About Evyl

 

 Welcome to From Evyl With Love. I am your humble loveable host, Pure Evyl. Before you get started I would like to warn you. I can be foul. I can be opinionated. I say what I want when I want. That is why I am here. Remember to take everything with a grain of salt and a smile and there will be no permanent damage. So sit back, relax, and enjoy the ride. Everyone needs a touch of Evyl.

9 Responses to “About Evyl”

  1. Came here to thank you for sticking by me. You know when someone is hurting and just needs that soft pat on the shoulder…that’s what it feels like. Thank you.

  2. i stuck a link to your webpage on my gaia profile..
    😛
    don’t know why i did it but i just did!

  3. I have seen you around so I decided to drop in and check you out! I like what I see so far.. 🙂

  4. Very creative and honest…

    Thank you.

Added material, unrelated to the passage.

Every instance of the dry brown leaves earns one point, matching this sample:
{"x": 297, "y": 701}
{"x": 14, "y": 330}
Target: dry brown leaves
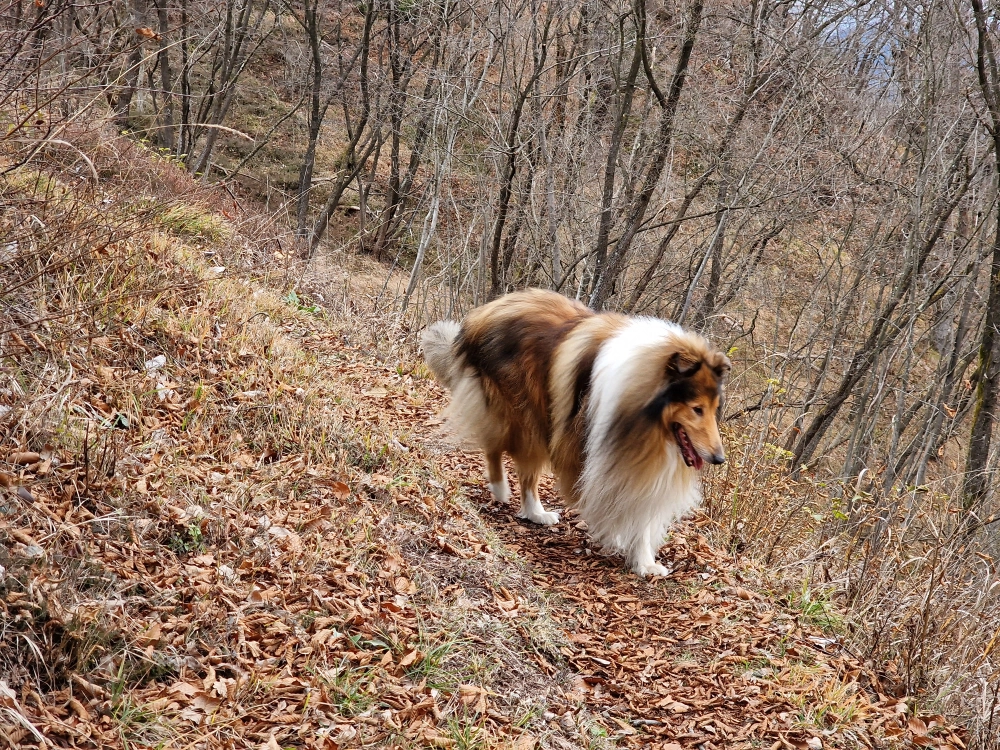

I do try. – Evyl

  5. i couldn’t find an email addy for you so i’ll send it here 🙂 thought you would enjoy this one as much as I did!

    A guy is walking along the strip in Las Vegas and a knockout looking hooker catches his eye.
    He strikes up a conversation and eventually asks the hooker, ‘How much do you charge?’ Hooker replies, ‘It starts at $500 for a hand-job.’

    Guy says, ‘$500 dollars?! For a hand-job! No hand-job is worth that kind of money!’

    The hooker says, ‘Do you see that Denny’s on the corner?’

    ‘Yes.’

    ‘Do you see the Denny’s about a block further down?’

    ‘Yes.’

    ‘And beyond that, do you see that third Denny’s?’

    ‘Yes.’

    ‘Well,’ says the hooker, smiling invitingly, ‘I own those. And, I own them because I give a hand-job that’s worth $500.’

    Guy says, ‘What the hell? You only live once. I’ll give it a try.’

    They retire to a nearby motel. A short time later, the guy is sitting on the bed realizing that he just experienced the hand-job of a lifetime, worth every bit of $500. He is so amazed, he says, ‘I suppose a blow-job is $1,000?’

    The hooker replies, ‘$1,500.’

    ‘I wouldn’t pay that for a blow-job!’

    The hooker replies, ‘Step over here to the window, big boy. Do you see that casino just across the street? I own that casino outright. And I own it because I give a blow-job that’s worth every cent of $1,500.’

    The guy, basking in the afterglow of that terrific hand-job, decides to put off the new car for another year or so, and says, ‘Sign me up.’

    Ten minutes later, he is sitting on the bed more amazed than before. He can scarcely believe it but he feels he truly got his money’s worth. He decides to dip into the retirement savings for one glorious and unforgettable experience.

    He asks the hooker, ‘How much for some pussy?’

    The hooker says, ‘Come over here to the window, I want to show you something. Do you see how the whole city of Las Vegas is laid out before us, all those beautiful lights, gambling palaces, and showplaces?’

    ‘Damn!’ the guy says, in awe, ‘You own the whole city?’

    ‘No,’ the hooker replies, ‘but I would if I had a pussy.’

    Stef, that’s a great joke. I managed to work it into a c&w song that I am working on Rodney Carrington eat your heart out. – Evyl

    PS – You can find my e-mail on my correspondance page. And I would dearly love to see your correspondance. 😉

  6. Oh my, I spit my tea all over my monitor! Ack! Loved this! I can just picture in my mind the guy scrubbing the hell out of it! lol…;-)

    It was a good joke for sure. – Evyl

  7. here is something for your files

    I like that. – Evyl

  8. you are so loyal…and fucking cool! *muah* Ali

  9. xxxmdkxxx Says:

    You wanna blogroll me? I’ll be sure to add you.